Flood, Peter (c.1742–1803), priest and president of Maynooth College, was born in Co. Longford; there are no details of his early life. He went to France, where he studied for the priesthood. After ordination, he entered the Irish Collège des Lombards, Paris, in 1772, where he became lifelong friends with Patrick Joseph Plunket (qv), who later became bishop of Meath. He graduated DD from the Sorbonne. In 1779 he was appointed provisor (bursar) of the Collège des Lombards, and superior in 1782. In 1788 he became regius professor of moral theology at the Collège de Navarre. He established a formidable reputation as a theologian, and was described as the ‘finest scripturist and casuist in France’.

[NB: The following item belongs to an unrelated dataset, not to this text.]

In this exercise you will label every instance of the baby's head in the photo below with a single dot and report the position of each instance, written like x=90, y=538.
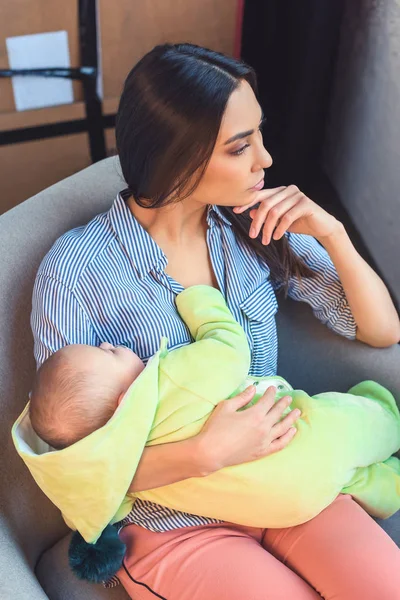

In 1791 he refused to take the oath for the civil constitution of the clergy, and the following year was relieved of his academic position by the revolutionary government. He narrowly escaped death during the ‘September massacres’ in 1792, and was rescued, along with a fellow Irish priest, Fr Corboy, from an armed mob by two municipal officers. Applying to the national assembly for permission to return to Ireland, he was refused leave and imprisoned. Released soon after, he returned to his native Co. Longford, and was appointed parish priest of Edgeworthstown, Co. Longford, in 1795. In June 1795 he was offered, but declined, the chair of moral theology at Maynooth College. Nevertheless, because of his academic credentials, he was elected the second president of the college on 29 January 1798.
He was a reluctant president, his tenure was a difficult one, and his problems were intensified by the outbreak of rebellion in the summer. He was a vehement opponent of the violence, and supported the government throughout. Construction work on the college was halted by the rebellion, creating further difficulties. A number of students had been expelled from the college before the outbreak of the rebellion, and Flood supported the catholic hierarchy in refusing to allow them to return. After the battle of Vinegar Hill, he wrote to Plunket (24 June 1798) relieved to report government assurances that the college would not lose its grant. He continued to be a loyal supporter of government, and backed the administration in its attempts to pass the act of union in 1799 and 1800. On 15 December 1799 he wrote a pamphlet, published the following year, which defended Maynooth from charges made by the protestant reactionary, Patrick Duigenan (qv).
With his sight and strength failing, he was unable to handle the many pressures and tensions involved in running the college; he struggled to maintain discipline, and the burden was often too much for his ailing health. He died on 26 January 1803, and was buried in the north aisle of the Old College Chapel, Maynooth.